She smiles. It is faint, but it is hers.
“Make… it count,” she whispers.
“I will,” I promise.
Then I loose a roar so loud it could shake the heavens, and I let the stone take her.
The earth opens beneath her body without a sound, soft as a sigh, accepting her gently into its depths.
Flowers of pale quartz bloom along the edges of the new seam, then fade as the crack seals itself, leaving only a faint, luminous spiral in the rock.
A marker.
A grave.
A vow.
I stand slowly.
My hands are shaking.
I do not tremble.
Not in front of my brothers.
Not in front of my people.
But grief is a tectonic thing, and right now it is shifting everything inside me.
“Dagan,” Thorne says, quieter now.
“I know,” I answer.
Because that’s the worst part.
I do.
I know exactly what Idris has done.
He has taken one of our brightest mapmakers of the dream paths and turned her into a key.
He now knows routes even we have forgotten, hidden veins that wind through sanctums and forges and old places that should never be touched.

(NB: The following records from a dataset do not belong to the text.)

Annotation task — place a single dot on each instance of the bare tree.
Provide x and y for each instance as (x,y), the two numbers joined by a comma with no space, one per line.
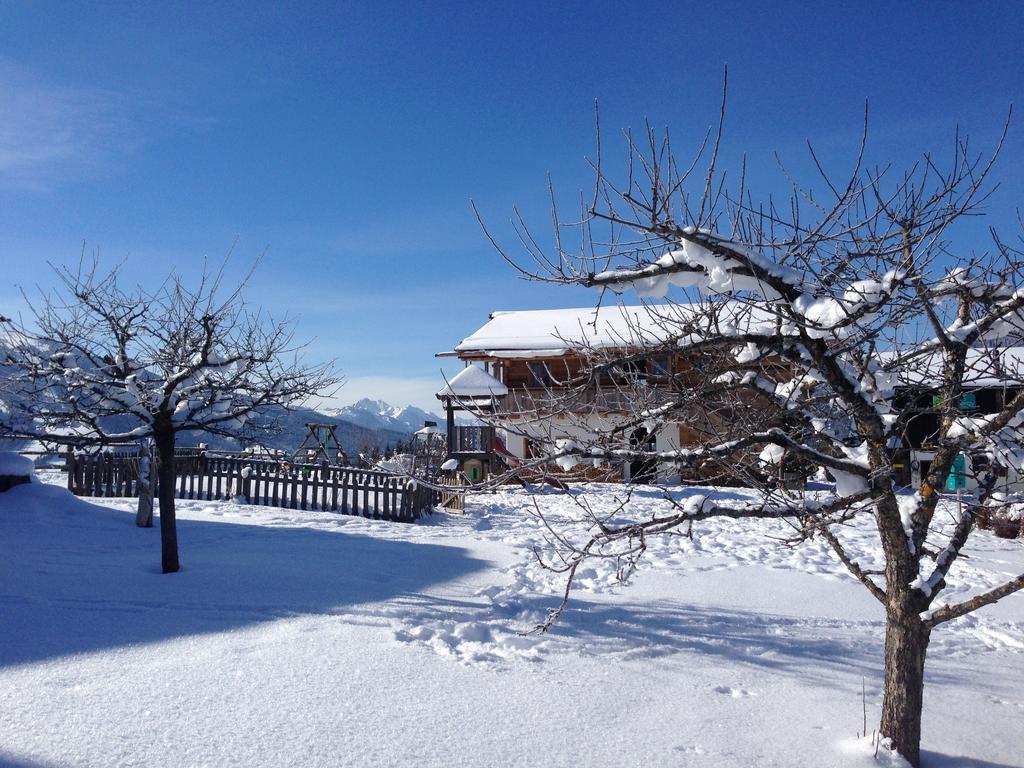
(101,364)
(826,330)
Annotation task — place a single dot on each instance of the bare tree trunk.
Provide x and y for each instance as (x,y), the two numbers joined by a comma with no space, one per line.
(906,643)
(166,475)
(143,516)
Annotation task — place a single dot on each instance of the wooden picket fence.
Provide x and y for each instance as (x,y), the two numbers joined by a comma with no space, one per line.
(302,486)
(454,500)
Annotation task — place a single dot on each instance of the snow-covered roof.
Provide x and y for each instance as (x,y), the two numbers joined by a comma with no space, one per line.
(472,382)
(536,333)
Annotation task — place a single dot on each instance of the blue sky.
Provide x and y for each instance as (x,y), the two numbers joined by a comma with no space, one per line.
(344,141)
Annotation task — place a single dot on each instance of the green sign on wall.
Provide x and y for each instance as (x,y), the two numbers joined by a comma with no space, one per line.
(957,474)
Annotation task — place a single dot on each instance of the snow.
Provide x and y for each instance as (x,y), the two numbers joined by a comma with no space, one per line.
(550,331)
(473,381)
(309,638)
(539,333)
(15,464)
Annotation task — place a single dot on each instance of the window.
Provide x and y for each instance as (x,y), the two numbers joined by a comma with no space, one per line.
(659,367)
(539,375)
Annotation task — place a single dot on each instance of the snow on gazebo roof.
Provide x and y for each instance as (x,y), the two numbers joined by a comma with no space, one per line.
(473,382)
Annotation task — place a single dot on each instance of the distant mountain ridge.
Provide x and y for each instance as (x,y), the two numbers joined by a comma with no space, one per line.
(373,414)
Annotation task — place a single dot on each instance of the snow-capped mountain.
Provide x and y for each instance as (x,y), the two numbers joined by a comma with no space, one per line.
(379,415)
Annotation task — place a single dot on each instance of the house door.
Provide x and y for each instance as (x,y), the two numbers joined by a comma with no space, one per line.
(643,470)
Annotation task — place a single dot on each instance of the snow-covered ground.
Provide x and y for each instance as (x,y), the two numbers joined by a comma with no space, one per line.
(308,638)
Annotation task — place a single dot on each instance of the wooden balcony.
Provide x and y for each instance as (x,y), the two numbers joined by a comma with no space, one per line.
(606,399)
(472,440)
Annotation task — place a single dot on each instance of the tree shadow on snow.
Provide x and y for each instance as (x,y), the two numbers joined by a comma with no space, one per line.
(938,760)
(77,578)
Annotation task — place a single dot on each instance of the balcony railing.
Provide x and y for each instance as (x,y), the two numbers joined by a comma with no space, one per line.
(592,398)
(474,439)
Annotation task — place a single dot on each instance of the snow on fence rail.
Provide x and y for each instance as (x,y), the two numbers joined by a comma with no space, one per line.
(306,486)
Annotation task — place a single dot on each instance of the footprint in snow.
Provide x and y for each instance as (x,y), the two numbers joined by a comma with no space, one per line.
(734,692)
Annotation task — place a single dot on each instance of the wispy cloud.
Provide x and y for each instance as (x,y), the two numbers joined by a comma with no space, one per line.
(54,133)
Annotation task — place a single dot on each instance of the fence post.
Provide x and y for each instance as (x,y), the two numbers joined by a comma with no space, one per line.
(247,483)
(70,466)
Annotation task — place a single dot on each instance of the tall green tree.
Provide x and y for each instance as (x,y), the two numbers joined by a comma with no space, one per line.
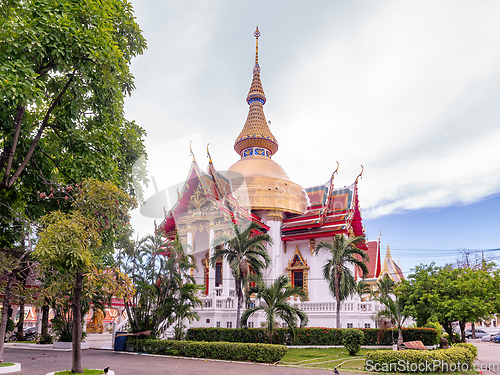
(64,70)
(72,243)
(448,295)
(276,306)
(336,271)
(245,251)
(166,293)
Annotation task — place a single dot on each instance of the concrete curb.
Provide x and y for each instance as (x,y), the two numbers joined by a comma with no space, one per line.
(10,369)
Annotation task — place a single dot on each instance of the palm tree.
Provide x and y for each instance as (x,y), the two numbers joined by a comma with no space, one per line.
(276,305)
(336,270)
(383,287)
(362,288)
(395,311)
(244,250)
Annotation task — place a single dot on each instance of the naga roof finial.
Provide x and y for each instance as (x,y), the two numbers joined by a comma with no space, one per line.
(361,174)
(336,170)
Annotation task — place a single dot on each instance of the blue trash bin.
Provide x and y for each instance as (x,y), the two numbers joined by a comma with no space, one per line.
(120,342)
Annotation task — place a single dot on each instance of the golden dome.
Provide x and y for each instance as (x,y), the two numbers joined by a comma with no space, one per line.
(260,183)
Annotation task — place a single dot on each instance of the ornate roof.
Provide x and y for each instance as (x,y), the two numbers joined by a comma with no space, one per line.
(331,211)
(256,132)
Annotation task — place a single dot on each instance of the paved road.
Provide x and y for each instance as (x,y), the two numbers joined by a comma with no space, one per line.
(37,362)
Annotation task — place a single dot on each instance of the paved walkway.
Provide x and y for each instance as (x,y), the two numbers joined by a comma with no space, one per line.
(488,358)
(39,362)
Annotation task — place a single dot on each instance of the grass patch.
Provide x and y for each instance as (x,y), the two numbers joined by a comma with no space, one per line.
(86,371)
(325,359)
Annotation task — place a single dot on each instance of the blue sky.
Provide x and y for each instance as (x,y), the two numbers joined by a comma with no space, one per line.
(408,89)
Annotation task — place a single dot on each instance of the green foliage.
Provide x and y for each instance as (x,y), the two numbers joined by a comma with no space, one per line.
(276,305)
(64,70)
(166,293)
(471,347)
(308,336)
(214,350)
(437,327)
(10,325)
(421,360)
(449,294)
(352,339)
(383,287)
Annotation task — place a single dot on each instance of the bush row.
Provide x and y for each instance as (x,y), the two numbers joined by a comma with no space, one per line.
(213,350)
(455,359)
(311,336)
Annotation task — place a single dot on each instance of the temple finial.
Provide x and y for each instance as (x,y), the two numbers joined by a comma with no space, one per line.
(256,139)
(361,174)
(336,170)
(256,34)
(191,150)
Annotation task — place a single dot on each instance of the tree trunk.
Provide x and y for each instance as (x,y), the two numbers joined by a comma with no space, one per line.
(77,325)
(239,295)
(462,329)
(45,319)
(337,296)
(400,337)
(5,310)
(20,323)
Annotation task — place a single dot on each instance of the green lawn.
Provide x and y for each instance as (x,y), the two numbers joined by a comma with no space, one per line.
(325,359)
(86,371)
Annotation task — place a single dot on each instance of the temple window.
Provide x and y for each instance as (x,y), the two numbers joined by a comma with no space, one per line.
(298,271)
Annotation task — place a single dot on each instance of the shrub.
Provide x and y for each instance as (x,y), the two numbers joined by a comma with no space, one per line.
(46,338)
(309,336)
(352,340)
(445,360)
(214,350)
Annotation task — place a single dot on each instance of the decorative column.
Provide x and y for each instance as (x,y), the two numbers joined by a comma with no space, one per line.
(315,273)
(211,271)
(275,269)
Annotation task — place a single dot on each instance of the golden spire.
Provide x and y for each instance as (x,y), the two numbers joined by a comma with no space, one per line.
(256,131)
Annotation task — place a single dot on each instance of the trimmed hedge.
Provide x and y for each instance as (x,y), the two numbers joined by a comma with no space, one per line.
(457,358)
(214,350)
(309,336)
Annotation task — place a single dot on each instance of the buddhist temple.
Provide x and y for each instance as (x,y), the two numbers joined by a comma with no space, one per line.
(256,188)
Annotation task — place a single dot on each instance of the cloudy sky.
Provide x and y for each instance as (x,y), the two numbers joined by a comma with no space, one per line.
(410,90)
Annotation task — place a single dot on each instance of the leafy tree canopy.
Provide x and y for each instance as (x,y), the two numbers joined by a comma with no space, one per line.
(64,70)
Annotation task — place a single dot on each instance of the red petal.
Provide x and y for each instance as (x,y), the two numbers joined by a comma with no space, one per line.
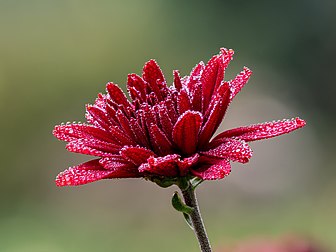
(232,149)
(186,129)
(136,155)
(197,98)
(185,164)
(162,166)
(215,118)
(82,174)
(183,102)
(159,140)
(239,82)
(138,84)
(139,133)
(262,131)
(152,74)
(165,122)
(171,110)
(218,170)
(117,95)
(125,124)
(208,79)
(93,147)
(177,80)
(120,137)
(71,132)
(97,116)
(120,167)
(195,76)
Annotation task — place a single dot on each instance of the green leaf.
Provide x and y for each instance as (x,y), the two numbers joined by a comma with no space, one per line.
(196,182)
(179,205)
(188,220)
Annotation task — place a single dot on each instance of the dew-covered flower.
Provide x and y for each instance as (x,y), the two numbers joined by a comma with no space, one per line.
(165,132)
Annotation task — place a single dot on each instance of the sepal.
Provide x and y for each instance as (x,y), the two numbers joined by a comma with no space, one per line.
(179,205)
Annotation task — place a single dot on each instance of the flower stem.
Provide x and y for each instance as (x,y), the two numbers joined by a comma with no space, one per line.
(196,219)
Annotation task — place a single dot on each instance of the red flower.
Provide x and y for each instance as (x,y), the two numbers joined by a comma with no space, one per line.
(165,132)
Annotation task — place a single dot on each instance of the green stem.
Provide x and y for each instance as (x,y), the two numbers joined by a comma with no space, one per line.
(196,218)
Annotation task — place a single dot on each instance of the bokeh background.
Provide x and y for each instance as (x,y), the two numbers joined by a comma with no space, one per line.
(55,56)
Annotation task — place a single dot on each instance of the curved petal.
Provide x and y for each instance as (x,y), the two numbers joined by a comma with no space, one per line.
(136,155)
(239,82)
(82,174)
(232,149)
(186,129)
(93,147)
(71,132)
(261,131)
(210,171)
(153,75)
(162,166)
(215,118)
(117,95)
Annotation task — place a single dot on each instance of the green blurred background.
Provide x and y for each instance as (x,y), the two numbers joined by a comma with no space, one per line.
(55,56)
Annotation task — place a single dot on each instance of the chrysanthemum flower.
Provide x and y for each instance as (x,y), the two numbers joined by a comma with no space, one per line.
(165,132)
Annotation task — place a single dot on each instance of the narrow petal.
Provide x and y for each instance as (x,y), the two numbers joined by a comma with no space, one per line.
(162,166)
(213,74)
(152,74)
(159,140)
(98,116)
(197,98)
(136,82)
(120,167)
(166,123)
(186,129)
(262,131)
(82,174)
(219,170)
(208,79)
(177,80)
(183,102)
(195,76)
(136,155)
(117,95)
(70,132)
(185,164)
(125,124)
(214,119)
(232,149)
(239,82)
(93,147)
(120,137)
(139,133)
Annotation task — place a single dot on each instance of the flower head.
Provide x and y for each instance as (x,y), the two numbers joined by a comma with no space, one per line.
(165,132)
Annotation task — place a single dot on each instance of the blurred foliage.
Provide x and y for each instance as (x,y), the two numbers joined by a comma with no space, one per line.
(55,56)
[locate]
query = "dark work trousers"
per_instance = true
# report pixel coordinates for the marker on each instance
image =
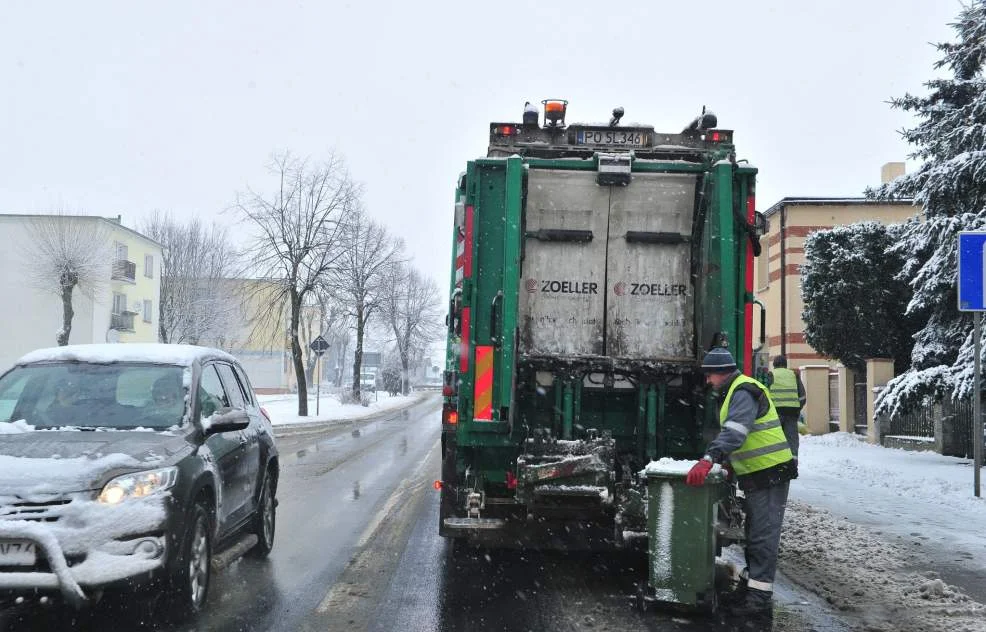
(789, 422)
(764, 516)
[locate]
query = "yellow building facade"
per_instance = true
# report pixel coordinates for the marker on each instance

This will not go unanswered.
“Report,” I bark, turning from the glowing spiral to the captives we’ve already gathered.
They’re penned in a circle of stone not far from the rubble of the village square—two dozen SoulTakers and sympathizers left behind as Idris’ main force retreated.
Their eyes are glassy, movements jerky, strings dangling from unseen fingers.
Not all of them are enemies.
Some are mine.
Farmers. Quarrymen. Wanderers taken by promises of easy power, twisted by rituals they did not understand.
“We’ve confined those we can save,” Kael says. “Bound their limbs. Suppressed their access to the deepest currents.”